Votre musique semble également obéir
à un modèle dramaturgique. Vous parlez volontiers de « personnage musical ».
Quand la ligne devient-elle personnage ?
La notion de « personnage musical » a
émergé avec ma pièce pour basson et électronique Impromptu pour un monodrame
(2007), une dramaturgie au cours de
laquelle cinq « personnages musicaux »
s’expriment à travers des couleurs et des
écritures différentes bien qu’interprétées
par le même instrument – en jouant donc
sur les différences de registre, les modes
de jeu et de traitement du son. Pour moi, le
« personnage musical » naît d’une écriture
orientée en fonction des particularités
techniques et expressives d’un instrument. J’emploie le terme de personnage
car l’instrument a une valeur quasi humaine dans son mode d’expression : c’est
la voix de l’alto ou du basson. J’imagine
par exemple l’alto comme un personnage
romantique, un voyageur errant et solitaire à la Schubert qui parcourt plusieurs
de mes pièces.
Lorsqu’il n’existe pas cette intimité
étroite entre une écriture et un instrument, je préfère parler d’« objet musical »

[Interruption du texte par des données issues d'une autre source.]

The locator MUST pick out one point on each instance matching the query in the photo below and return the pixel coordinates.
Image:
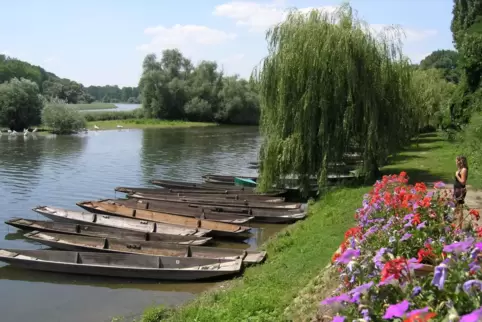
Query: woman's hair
(462, 161)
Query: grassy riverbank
(298, 254)
(144, 124)
(93, 106)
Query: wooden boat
(193, 210)
(244, 182)
(216, 228)
(121, 265)
(217, 178)
(63, 215)
(90, 243)
(273, 196)
(103, 231)
(168, 184)
(171, 214)
(220, 202)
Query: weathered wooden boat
(222, 202)
(218, 178)
(273, 197)
(169, 184)
(245, 182)
(171, 214)
(216, 228)
(106, 244)
(103, 231)
(63, 215)
(193, 210)
(121, 265)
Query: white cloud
(183, 36)
(259, 17)
(408, 34)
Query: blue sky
(104, 42)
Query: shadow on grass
(417, 175)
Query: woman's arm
(463, 176)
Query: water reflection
(62, 170)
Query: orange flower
(474, 213)
(421, 317)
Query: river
(62, 170)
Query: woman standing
(460, 189)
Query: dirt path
(473, 199)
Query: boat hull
(100, 231)
(121, 265)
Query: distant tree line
(114, 94)
(173, 88)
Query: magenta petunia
(348, 256)
(474, 316)
(396, 310)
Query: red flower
(394, 267)
(474, 213)
(420, 317)
(416, 219)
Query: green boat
(244, 182)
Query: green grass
(144, 124)
(298, 254)
(93, 106)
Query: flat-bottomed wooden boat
(63, 215)
(193, 210)
(273, 196)
(103, 231)
(227, 203)
(90, 243)
(172, 215)
(218, 229)
(121, 265)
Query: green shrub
(20, 104)
(63, 119)
(110, 116)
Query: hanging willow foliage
(329, 87)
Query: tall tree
(444, 60)
(348, 89)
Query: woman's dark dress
(459, 191)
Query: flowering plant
(403, 230)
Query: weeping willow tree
(330, 86)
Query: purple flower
(475, 316)
(362, 288)
(472, 285)
(439, 276)
(378, 257)
(459, 247)
(396, 310)
(336, 299)
(415, 312)
(421, 225)
(439, 185)
(416, 291)
(348, 255)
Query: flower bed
(406, 260)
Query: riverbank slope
(287, 286)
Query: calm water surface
(62, 170)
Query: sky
(103, 42)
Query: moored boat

pour désigner des gestes caractéristiques
ou des morphologies plus neutres, plus
fonctionnelles, qui peuvent s’appliquer
indifféremment à divers instruments ou
groupes instrumentaux.
Ces objets et personnages musicaux circulent à travers votre œuvre…
Oui. Pour moi, composer revient à accompagner un organisme vivant dans son
processus complexe d’évolution. Les différentes pièces sont un peu comme des
cellules vivantes différenciées qui assurent des rôles spécifiques tout en se répondant mutuellement. Je suis par ailleurs
très attaché à l’idée de recontextualiser
mes idées antérieures afin de les voir exister autrement dans de nouvelles pièces.
Inversement, certaines idées développées
dans des anciens projets ne me disent plus
rien du tout, elles ne me parlent plus. Je les
laisse alors de côté et me dis que peut-être,
dans cinq ou dix ans, elles s’imposeront
à nouveau d’elles-mêmes. Ce processus
se fait très intuitivement. Ma façon de
composer a beaucoup évolué à cet égard.
Dans mes premières œuvres, j’avais tendance à vouloir tout planifier et à contrôler rigoureusement mon écriture ; une
façon pour moi, peut-être, de me rassurer
et de donner une certaine consistance à
mon travail. J’étais obsédé par les relations « génétiques » entre les éléments au
sein d’une œuvre. Peu à peu, je me suis
rendu compte qu’il y a des relations qui
s’entendent directement, et d’autres purement théoriques qui permettent simplement de donner une cohérence à l’édifice
musical. Aujourd’hui, avec un peu de recul
sur mon métier, je préfère laisser parler
mes intuitions, simplement, et chercher
l’expression la plus juste à chacune de
mes idées musicales. C’est à mon avis ce
qu’il y a de plus difficile à faire dans la
composition...
Votre création pour l’Ensemble intercontemporain porte le titre The Forgotten
City. À quoi renvoie-t-il ?
Je nourris depuis plusieurs années un
intérêt pour le monde industriel. Dans
ma pièce Passage pour 5 instruments et
dispositif électronique, je m’étais inspiré
d’un poème d’Émile Verhaeren, « Les
usines ». J’ai eu l’idée de The Forgotten
City en visitant la ville de Buffalo aux
États-Unis, ville qui faisait partie de cette
fameuse Manufacturing Belt, aujourd’hui
en déshérence. J’y ai vu les ravages de la
désindustrialisation : bâtiments entièrement vides, usines désaffectées, maisons
de style édouardien laissées à l’abandon…
The Forgotten City est une vision métaphorique de cette ville-fantôme. Ce n’est
pas de la musique à programme, mais plutôt une interprétation de ce que j’ai pu ressentir, impressions avec lesquelles j’essaie
de créer un univers sonore spécifique.
J’ai collecté des sons industriels que j’ai
analysés grâce aux outils informatiques
po ur en extraire des informations objectives que je peux utiliser comme point de
départ et modifier à ma guise. Ce projet
m’amène également à travailler davantage sur le rythme, paramètre qui était
parfois un peu banalisé dans mes compositions précédentes. J’y explore notamment le découpage de la pulsation et les
différentes façons de scander le temps…
The Forgotten City est le point d’ancrage
d’un nouveau cycle qui se prolongera avec
Machina Humana, une pièce pour 15 instruments et dispositif électronique dans
laquelle le son instrumental se mêlera à
l’âpreté des sons concrets industriels.